Other sectors have, of course, already faced this kind of challenge; the public sector and local government in particular, are some years into reduced budgets and increased demand. There are lessons to be learned from what others did well – or got wrong – which can be applied to the charitable sector.
We are launching our thought piece – No More Small Change this month (watch this space) – which summarises our viewpoint on what we see changing for charities and, importantly, how this change can be given the best chance of success.
So what will this mean for charities?
Diversification and prioritisation of services - simply chasing more revenue by doing more is not a sustainable answer. Charities need to identify their strategic priorities and then challenge which services and capabilities truly align to this. There can be movement into new areas and services, but this really needs to be coupled to withdrawing from others. A charity should always be able to answer – what is it we are really good at?
Looking Across the charity at income, efficiency and commerciality – Optimising income is not necessarily just about trying to get more in, but applying a more commercial mind-set across the charity. What investment is needed to generate the return? How many services or other offers can we sensibly manage? What makes us truly distinctive as an organisation as opposed to doing things in a ways that we always have? These kinds of questions aren’t always popular but help make decisions about what really matters. A much loved, but ultimately peripheral service which isn’t delivering for beneficiaries and recipients can survive in the good times but maybe isn’t the priority when belts are being tightened.
Increased collaboration and partnerships – We have been hearing the adage, ‘there are too many charities and lots will merge’ for years now. The reality is that there are many other ways for charities to collaborate and we see this accelerating in the coming year. Collaboration has perhaps not progressed given charities’ fears of diluting their own brands or losing control. But this comes at a higher cost for services, even in areas where a few charities seek to be distinctive. Charities may follow their public sector counterparts in looking to collaborate in investments like IT platforms or sharing some functions across organisational boundaries.

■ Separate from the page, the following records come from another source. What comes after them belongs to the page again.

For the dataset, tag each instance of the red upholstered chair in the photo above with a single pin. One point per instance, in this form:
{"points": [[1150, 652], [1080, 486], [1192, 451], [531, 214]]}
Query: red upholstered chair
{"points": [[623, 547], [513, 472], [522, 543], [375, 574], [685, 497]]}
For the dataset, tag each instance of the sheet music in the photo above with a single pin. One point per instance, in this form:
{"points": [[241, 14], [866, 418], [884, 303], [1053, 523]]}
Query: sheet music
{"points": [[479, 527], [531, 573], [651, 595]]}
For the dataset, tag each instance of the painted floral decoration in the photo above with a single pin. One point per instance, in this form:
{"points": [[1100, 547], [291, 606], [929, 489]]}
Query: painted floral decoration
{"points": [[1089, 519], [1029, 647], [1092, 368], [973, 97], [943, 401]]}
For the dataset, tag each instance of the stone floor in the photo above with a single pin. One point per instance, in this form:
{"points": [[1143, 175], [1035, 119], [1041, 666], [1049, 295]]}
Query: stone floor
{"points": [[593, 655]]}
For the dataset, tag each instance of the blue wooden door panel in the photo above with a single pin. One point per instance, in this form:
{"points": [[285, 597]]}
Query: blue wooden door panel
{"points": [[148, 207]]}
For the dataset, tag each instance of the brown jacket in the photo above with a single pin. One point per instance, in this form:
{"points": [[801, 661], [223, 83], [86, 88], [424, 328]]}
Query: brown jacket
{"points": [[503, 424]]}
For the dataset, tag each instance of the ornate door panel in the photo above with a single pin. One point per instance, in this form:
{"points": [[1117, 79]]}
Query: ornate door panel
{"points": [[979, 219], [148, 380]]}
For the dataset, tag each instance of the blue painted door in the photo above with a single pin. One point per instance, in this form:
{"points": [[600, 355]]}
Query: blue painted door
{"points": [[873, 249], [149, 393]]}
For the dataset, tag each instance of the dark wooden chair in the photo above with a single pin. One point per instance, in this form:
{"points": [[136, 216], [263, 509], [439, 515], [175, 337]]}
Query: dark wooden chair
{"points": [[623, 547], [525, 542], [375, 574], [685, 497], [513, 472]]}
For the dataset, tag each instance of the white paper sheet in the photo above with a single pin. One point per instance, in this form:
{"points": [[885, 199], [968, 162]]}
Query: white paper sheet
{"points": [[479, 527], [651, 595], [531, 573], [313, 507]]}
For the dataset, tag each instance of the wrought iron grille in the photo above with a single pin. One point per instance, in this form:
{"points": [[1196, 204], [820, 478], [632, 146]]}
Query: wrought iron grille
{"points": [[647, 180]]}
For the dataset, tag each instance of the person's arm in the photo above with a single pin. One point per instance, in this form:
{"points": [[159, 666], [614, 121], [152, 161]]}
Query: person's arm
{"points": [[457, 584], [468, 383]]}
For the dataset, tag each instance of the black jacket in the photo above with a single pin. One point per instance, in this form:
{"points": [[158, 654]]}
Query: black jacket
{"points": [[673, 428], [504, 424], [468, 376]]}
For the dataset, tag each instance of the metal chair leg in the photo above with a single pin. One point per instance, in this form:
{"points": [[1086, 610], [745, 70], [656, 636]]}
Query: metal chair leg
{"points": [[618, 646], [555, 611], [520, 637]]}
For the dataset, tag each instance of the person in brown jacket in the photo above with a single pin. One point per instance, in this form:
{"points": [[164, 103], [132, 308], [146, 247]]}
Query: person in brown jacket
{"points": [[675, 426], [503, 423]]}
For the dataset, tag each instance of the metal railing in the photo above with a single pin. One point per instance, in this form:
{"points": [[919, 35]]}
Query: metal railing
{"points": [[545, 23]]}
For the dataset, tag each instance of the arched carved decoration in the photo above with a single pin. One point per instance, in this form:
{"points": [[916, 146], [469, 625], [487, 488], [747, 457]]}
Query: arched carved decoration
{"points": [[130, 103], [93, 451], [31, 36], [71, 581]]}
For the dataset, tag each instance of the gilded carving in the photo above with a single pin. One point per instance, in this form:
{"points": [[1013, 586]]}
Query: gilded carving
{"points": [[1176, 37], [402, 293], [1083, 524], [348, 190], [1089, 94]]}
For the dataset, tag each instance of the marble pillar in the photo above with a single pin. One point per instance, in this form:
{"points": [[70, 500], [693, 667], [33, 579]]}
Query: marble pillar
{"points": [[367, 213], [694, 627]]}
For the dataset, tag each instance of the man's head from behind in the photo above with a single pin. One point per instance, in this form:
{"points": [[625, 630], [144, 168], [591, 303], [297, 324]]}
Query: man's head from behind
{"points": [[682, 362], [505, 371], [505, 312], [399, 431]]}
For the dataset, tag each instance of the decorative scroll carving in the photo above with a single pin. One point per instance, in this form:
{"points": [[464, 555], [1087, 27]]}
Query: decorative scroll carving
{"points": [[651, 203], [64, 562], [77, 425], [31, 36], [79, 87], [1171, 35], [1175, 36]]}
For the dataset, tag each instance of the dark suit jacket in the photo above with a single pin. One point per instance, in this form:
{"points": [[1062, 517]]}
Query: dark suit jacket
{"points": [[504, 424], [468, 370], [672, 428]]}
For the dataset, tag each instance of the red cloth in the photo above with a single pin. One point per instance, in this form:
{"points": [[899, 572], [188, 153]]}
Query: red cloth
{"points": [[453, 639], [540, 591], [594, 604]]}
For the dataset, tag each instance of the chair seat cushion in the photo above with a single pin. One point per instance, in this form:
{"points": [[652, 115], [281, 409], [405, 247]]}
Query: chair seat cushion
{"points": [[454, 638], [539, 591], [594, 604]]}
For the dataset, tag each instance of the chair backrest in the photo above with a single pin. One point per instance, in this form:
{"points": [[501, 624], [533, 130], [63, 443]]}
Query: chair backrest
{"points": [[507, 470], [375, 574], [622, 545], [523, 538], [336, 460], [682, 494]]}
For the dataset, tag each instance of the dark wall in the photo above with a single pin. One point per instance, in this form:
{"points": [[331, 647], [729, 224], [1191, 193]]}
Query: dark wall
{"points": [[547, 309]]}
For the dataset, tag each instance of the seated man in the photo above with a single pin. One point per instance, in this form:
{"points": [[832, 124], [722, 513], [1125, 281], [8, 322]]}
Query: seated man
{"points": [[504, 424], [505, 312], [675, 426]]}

Embracing digital services - The potential of technology can be a cliché in today’s environment, however the transformative impact of the cloud, social, mobile and analytic advances of recent times is there to be seen. The opportunities from technology need to be coupled with a real digital mind set across the whole of the Charity. A digital plan should not be stand-alone – but be embedded throughout the whole organisation’s plan. Across generations we are banking, holidaying, shopping and networking online in ways that public and third sector organisations have struggled to match. The charities that successfully keep pace with the revolution, using digital to reshape their services to beneficiaries, improving the volunteer journey and using analytics across the organisation will get the same disproportionate rewards. Who will be the Amazon, Uber or Googles of the third sector?